Ces déguerpissements sont souvent accompagnés d’actes
de violence et d’affrontement avec les forces de l’ordre, faisant au passage
des familles sans abri et au moment où ces dernières n’ont plus des moyens
d’investir à nouveau dans la construction de bâtiment.
A cela s’ajoute le constat par tous que notre
législation foncière comporte beaucoup de lacunes en raison de la vétusté des
textes écrits, de leur caractère laconique, de leur imprécision et de la
souplesse de nos coutumes. De plus, les malversations et la corruption qui
gangrènent les lotissements font de la terre un véritable objet de litige et
d’insécurité.
C’est pourquoi, face à la recrudescence, ces dernières
années, des déguerpissements dans nos principales villes (Cotonou, Calavi,
Porto-Novo et Parakou et même Abomey) avec leur cortège de malheurs et d’actes
antiéconomiques, le gouvernement, soucieux de préserver la paix sociale et
l’ordre public a entrepris plusieurs actions destinées notamment à créer un
environnement juridique de sécurité foncière.

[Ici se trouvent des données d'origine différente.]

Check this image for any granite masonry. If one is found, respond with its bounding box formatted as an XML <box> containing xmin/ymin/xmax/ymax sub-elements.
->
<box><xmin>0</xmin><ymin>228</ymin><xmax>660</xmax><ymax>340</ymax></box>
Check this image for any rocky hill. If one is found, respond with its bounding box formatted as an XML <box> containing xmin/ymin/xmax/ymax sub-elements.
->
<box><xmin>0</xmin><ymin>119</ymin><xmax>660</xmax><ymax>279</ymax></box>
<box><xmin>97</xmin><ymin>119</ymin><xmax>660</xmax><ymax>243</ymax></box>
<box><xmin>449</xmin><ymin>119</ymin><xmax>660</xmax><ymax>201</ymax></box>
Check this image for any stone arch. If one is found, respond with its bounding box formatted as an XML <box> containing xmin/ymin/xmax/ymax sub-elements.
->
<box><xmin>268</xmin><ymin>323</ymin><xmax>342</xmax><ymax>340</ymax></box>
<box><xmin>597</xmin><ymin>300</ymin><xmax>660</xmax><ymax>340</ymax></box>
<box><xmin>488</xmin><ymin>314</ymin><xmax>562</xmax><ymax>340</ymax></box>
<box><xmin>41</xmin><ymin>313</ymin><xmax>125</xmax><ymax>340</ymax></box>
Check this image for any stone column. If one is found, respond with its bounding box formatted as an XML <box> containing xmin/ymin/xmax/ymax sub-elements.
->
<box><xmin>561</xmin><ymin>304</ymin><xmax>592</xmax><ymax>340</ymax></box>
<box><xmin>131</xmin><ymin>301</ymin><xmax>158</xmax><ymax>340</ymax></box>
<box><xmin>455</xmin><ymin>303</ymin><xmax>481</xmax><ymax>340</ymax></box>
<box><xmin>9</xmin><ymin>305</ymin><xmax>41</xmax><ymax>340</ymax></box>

C’est ainsi que plusieurs acteurs ont été interpellés
à travers des colloques et séminaires dont l’objectif final est l’élaboration
d’un projet de loi à soumettre à l’examen de l’Assemblée nationale. Mais en
attendant la finalisation de la dernière mouture de ce projet de loi sur le
régime foncier urbain au Bénin et face aux sollicitations d’intervention, dont
le chef de l’Etat est quotidiennement l’objet sur la question de la part des
populations, le président de la République, dans son souci constant d’être à
l’écoute permanente de ses concitoyens, a bien voulu inviter le Conseil des
ministres à prendre une mesure conservatoire pour préserver la paix sociale,
l’ordre public et protéger les couches vulnérables de notre population.
Il ne s’agit pas donc d’une ingérence de l’Exécutif
dans les affaires du pouvoir judiciaire d’autant plus que l’instruction du
Conseil des ministres est donnée au Garde des Sceaux, ministre de la Justice,
de la Législation et des Droits de l’Homme qui est chargé de prendre les
dispositions requises pour faire respecter le sursis à exécution des décisions
de justice.
En outre, pour éviter l’affrontement et les
conséquences néfastes qui résultent des démolitions de bâtiments, le Conseil
des ministres a recommandé qu’il y ait une assise entre les représentants de
l’Exécutif, du Législatif et du Judiciaire, pour réfléchir sur un mécanisme
pacifique et équitable de règlement, des litiges, domaniaux en milieu urbain.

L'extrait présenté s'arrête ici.